2015 GSA Annual Meeting in Baltimore, Maryland, USA (1-4 November 2015)

Paper No. 237-9
Presentation Time: 3:50 PM

SHEAR WAVE VELOCITY FOR THE UPPER 30 M: COMBINING A 3D VOXEL MODEL AND SEISMIC CPTS FOR THE GRONINGEN GAS FIELD, THE NETHERLANDS


GUNNINK, Jan L.1, STAFLEU, Jan1, DE LANGE, Ger2 and KRUIVER, Pauline3, (1)TNO - Geological Survey of the Netherlands, P.O. Box 80015, Utrecht, 3508 TA, Netherlands, (2)Subsurface and Groundwater Systems, Deltares, P.O.Box 85467, Utrecht, 3508 AL, Netherlands, (3)Subsurface and Groundwater systems, Deltares, Utrecht, 3508 AL, Netherlands, jan.gunnink@tno.nl

The Groningen gas field in the Netherlands is one of the largest gas fields of Europe and has been in production since the 60’s. Due to the progressive depletion of the reservoir, induced seismic activity has increased in recent years. In 2012, an earthquake of magnitude 3.6 initiated further research in prediction and management of risks related to man-induced earthquakes.

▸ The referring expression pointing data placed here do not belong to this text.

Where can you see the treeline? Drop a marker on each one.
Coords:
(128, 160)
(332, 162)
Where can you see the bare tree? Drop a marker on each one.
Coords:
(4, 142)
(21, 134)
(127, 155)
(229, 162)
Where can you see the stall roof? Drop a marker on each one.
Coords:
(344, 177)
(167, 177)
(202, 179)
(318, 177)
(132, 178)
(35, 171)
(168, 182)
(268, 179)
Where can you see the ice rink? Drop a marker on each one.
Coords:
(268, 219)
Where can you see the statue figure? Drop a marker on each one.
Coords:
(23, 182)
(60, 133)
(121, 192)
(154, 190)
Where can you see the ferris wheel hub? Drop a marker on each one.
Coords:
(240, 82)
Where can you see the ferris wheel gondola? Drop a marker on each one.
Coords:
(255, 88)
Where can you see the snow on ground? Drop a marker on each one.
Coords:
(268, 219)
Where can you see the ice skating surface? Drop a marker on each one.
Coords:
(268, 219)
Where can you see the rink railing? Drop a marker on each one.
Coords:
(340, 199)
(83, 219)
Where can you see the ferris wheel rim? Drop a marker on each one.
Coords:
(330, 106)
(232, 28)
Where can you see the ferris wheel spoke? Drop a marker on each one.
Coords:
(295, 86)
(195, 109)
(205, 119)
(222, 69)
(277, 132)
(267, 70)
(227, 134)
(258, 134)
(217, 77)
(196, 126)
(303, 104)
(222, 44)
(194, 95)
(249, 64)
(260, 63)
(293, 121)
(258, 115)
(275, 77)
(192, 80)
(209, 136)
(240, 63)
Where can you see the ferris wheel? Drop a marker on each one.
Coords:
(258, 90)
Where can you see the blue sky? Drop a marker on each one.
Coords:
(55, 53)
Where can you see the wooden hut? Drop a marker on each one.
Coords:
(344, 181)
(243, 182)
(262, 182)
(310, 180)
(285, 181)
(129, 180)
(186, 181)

The work reported here deals with the derivation of spatially distributed Shear Wave Velocity (Vs) for the upper 30 m of the subsurface column (Vs30). The Geological Survey of the Netherlands and Deltares combined a beta version of the GeoTOP model of the area and seismic cone penetration tests (SECPT) into a Vs30 model of the area covering the gas field. The GeoTOP model is a 3D voxel model, in which each voxel is attributed with lithostratigraphy and lithological classes (peat, clay, fine sand, etc.). The modelling procedure of GeoTOP starts with the modelling of top and bottom of each stratigraphical unit. Next, the 3D volume in between top and bottom (voxels) is filled with lithoclasses using geostatistical indicator simulation routines. This results in a 3D model in which each voxel has attributes describing the lithostratigraphial unit and the most likely lithoclass.

60 SECPT’s were used to derive statistical distributions (with mean and standard deviation) of Vs for each combination of lithostratigraphical unit and lithoclass. In this way it was possible to assign a specific Vs to each voxel in the model.

For each voxel in the stack of voxels that covers the upper 30 m (i.e. 60 voxels), a Vs value was randomly drawn from the statistical distribution of the lithostratigraphical – lithoclass combination it belongs to. The Vs30 for each voxelstack is then calculated using the harmonic mean of the Vs of the 60 voxels. By repeating this procedure 100 times, the uncertainty in Vs30 was determined.

Using the above described procedure we were able to delineate zones with distinct Vs30 characteristics: areas containing predominantly soft Holocene deposits with low Vs30 and areas with predominantly stiff Pleistocene deposits with high Vs30. Also the uncertainty in Vs30 could be quantified. This is a huge improvement compared to the previously used Vs30, which was one value for the entire gas field. The Vs30 will be used as input for site amplification predictions.